Brenda's Story

Born in Everett.
Still here.

A short story about the barber on Colby Avenue who plants her own flowers, collects seashells, and remembers your name.

Brenda Humbert is an Everett native through and through. She worked as a licensed cosmetologist in Monroe, Duvall, and Redmond before deciding she wanted her own place.

“I only like to cut hair.”

Brenda Humbert, on why she calls herself a barber rather than a cosmetologist. My Everett News, 2022.

In 2014she opened her first shop on the 5700 block of Evergreen Way in south Everett. Three years in, the neighborhood had a problem with break-ins. Banks, coffee stands, and the food market right across the street had all been robbed. So Brenda made a call you don't see every day: she went cash-free.

“They don't want tools. They want money.”

Brenda Humbert, KING 5 News, January 2017.

KING 5 and KOMO ran the story the same day. She called the no-cash sign her “loss prevention strategy” and put up 13 surveillance cameras. Footage from those cameras later helped the Everett police investigate an armed robbery at the Welch's Foods next door.

In 2018 she moved the shop to its current home at 2228 Colby Avenue, north of downtown Everett, right next to that same Welch's. She runs it with her husband Rex.

The shop is the story

If you have walked past the shop on Colby, you already know what makes it different. Brenda lines the storefront with dozens of flower pots: impatiens, pansies, hens-and-chicks succulents. She planted them herself.

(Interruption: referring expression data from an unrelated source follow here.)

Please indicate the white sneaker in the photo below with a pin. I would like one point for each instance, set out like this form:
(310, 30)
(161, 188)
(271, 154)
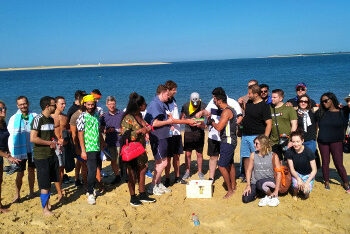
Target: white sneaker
(264, 201)
(157, 190)
(91, 199)
(163, 188)
(274, 201)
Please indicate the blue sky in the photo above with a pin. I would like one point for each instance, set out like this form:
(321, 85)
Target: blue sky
(36, 33)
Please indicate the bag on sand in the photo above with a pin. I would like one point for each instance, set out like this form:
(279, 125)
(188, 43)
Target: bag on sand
(286, 179)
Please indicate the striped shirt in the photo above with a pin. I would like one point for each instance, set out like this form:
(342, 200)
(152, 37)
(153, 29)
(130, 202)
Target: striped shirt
(45, 128)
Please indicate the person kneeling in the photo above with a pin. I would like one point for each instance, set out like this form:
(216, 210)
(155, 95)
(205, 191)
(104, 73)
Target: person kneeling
(302, 164)
(260, 174)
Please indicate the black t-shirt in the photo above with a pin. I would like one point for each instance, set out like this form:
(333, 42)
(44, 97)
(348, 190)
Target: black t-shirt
(185, 110)
(255, 117)
(310, 134)
(301, 161)
(294, 101)
(331, 126)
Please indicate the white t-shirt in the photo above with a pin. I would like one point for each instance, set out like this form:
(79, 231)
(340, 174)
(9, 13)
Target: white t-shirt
(213, 110)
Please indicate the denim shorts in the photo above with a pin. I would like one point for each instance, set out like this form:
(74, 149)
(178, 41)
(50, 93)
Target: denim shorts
(247, 146)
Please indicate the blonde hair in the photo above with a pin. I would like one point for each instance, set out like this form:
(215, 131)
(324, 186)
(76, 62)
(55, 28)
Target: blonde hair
(265, 145)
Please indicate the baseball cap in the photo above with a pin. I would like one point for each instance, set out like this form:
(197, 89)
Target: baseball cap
(302, 84)
(195, 98)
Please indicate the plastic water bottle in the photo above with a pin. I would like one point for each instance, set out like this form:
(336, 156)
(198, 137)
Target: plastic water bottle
(195, 219)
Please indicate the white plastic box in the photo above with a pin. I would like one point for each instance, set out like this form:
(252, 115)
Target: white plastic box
(199, 189)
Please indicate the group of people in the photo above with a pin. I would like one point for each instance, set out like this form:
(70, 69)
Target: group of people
(273, 134)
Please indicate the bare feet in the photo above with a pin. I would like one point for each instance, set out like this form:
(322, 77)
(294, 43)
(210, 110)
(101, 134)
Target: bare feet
(48, 213)
(16, 200)
(3, 210)
(229, 194)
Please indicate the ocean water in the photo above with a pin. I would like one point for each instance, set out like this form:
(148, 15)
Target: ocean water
(320, 73)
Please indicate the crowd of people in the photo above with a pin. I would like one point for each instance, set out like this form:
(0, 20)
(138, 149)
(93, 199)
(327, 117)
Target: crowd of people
(273, 134)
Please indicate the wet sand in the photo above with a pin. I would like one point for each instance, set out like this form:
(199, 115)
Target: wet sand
(324, 212)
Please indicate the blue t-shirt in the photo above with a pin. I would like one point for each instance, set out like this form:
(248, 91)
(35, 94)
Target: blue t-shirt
(157, 110)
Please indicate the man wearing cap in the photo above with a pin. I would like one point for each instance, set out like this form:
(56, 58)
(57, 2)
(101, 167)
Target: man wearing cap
(194, 135)
(300, 90)
(91, 141)
(213, 112)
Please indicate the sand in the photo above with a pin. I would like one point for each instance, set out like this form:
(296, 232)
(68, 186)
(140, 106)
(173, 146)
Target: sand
(79, 66)
(324, 212)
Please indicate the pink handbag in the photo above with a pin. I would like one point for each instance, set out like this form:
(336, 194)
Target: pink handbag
(131, 150)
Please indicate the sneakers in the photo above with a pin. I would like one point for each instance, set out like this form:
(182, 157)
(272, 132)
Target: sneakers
(201, 176)
(264, 201)
(116, 180)
(91, 199)
(149, 174)
(186, 175)
(134, 201)
(274, 201)
(145, 198)
(270, 201)
(163, 188)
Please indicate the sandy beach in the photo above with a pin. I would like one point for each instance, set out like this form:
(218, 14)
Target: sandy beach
(79, 66)
(324, 212)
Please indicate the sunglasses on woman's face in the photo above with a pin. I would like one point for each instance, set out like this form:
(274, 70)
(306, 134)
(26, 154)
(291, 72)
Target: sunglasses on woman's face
(325, 100)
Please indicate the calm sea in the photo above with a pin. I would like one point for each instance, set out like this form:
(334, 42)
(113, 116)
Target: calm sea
(320, 73)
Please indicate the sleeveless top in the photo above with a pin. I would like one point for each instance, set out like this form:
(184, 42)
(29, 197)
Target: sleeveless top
(263, 167)
(228, 133)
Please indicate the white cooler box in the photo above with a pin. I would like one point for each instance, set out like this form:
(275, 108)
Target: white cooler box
(199, 189)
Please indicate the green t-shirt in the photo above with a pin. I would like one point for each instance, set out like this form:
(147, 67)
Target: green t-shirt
(46, 131)
(284, 115)
(90, 125)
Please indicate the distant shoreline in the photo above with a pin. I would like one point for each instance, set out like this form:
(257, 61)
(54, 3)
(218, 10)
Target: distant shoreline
(301, 55)
(80, 66)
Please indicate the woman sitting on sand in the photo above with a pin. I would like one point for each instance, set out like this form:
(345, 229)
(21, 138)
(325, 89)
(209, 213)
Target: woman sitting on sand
(302, 165)
(260, 174)
(135, 129)
(4, 135)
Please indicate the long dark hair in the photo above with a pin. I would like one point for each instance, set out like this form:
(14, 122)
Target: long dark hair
(308, 101)
(134, 105)
(334, 100)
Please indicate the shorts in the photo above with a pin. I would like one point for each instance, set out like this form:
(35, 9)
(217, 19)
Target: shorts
(114, 152)
(247, 146)
(22, 163)
(174, 145)
(60, 158)
(227, 151)
(193, 141)
(47, 172)
(213, 147)
(159, 147)
(277, 149)
(304, 179)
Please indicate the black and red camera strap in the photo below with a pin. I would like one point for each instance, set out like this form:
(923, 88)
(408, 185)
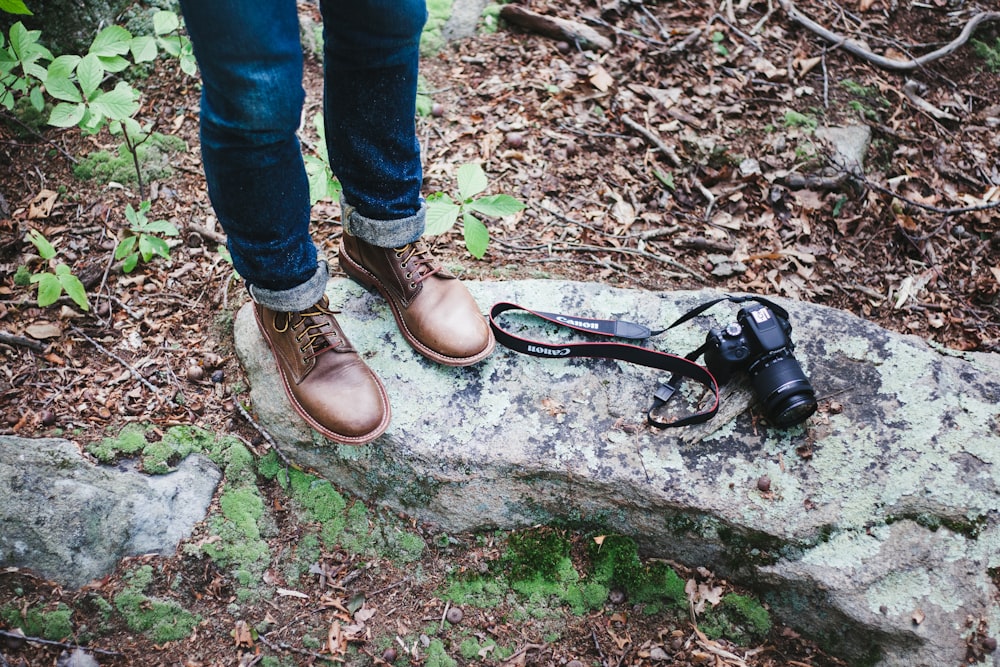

At the entryway there is a miniature pier with shell-covered pilings. There are gulls, pelicans, and seahorses. A faux lighthouse. A ship's wheel. Fishing nets. Inside, the walls are mirrors and neon-style LED lights and novelty clocks (one of them is Felix the Cat). There are vintage photos of old Everett streetscapes, beauty shop memorabilia, and barber poles in every direction.

The Everett Herald wrote a whole feature about it in 2019: “Barber's flowers and nautical kitsch add to Colby streetscape.” Brenda's explanation was simple.

“It just needs to be cleaned up. It should be safe.”

Brenda Humbert, Everett Herald, July 2019.

The customers are mostly older. That is not an accident.

Brenda's regulars skew 60 and up. The senior discount is automatic. Part of why she went cash-free in the first place was that her older customers shouldn't have to feel nervous coming in for a haircut.

What you get when you sit in her chair is a real consultation, a real cut, and the thing she is best known for: a straight-razor neckline shave finished with a hot, mint-conditioned towel. It comes standard. No upsell.

Twelve years in. Same town she was born in. Same chair. Same razor.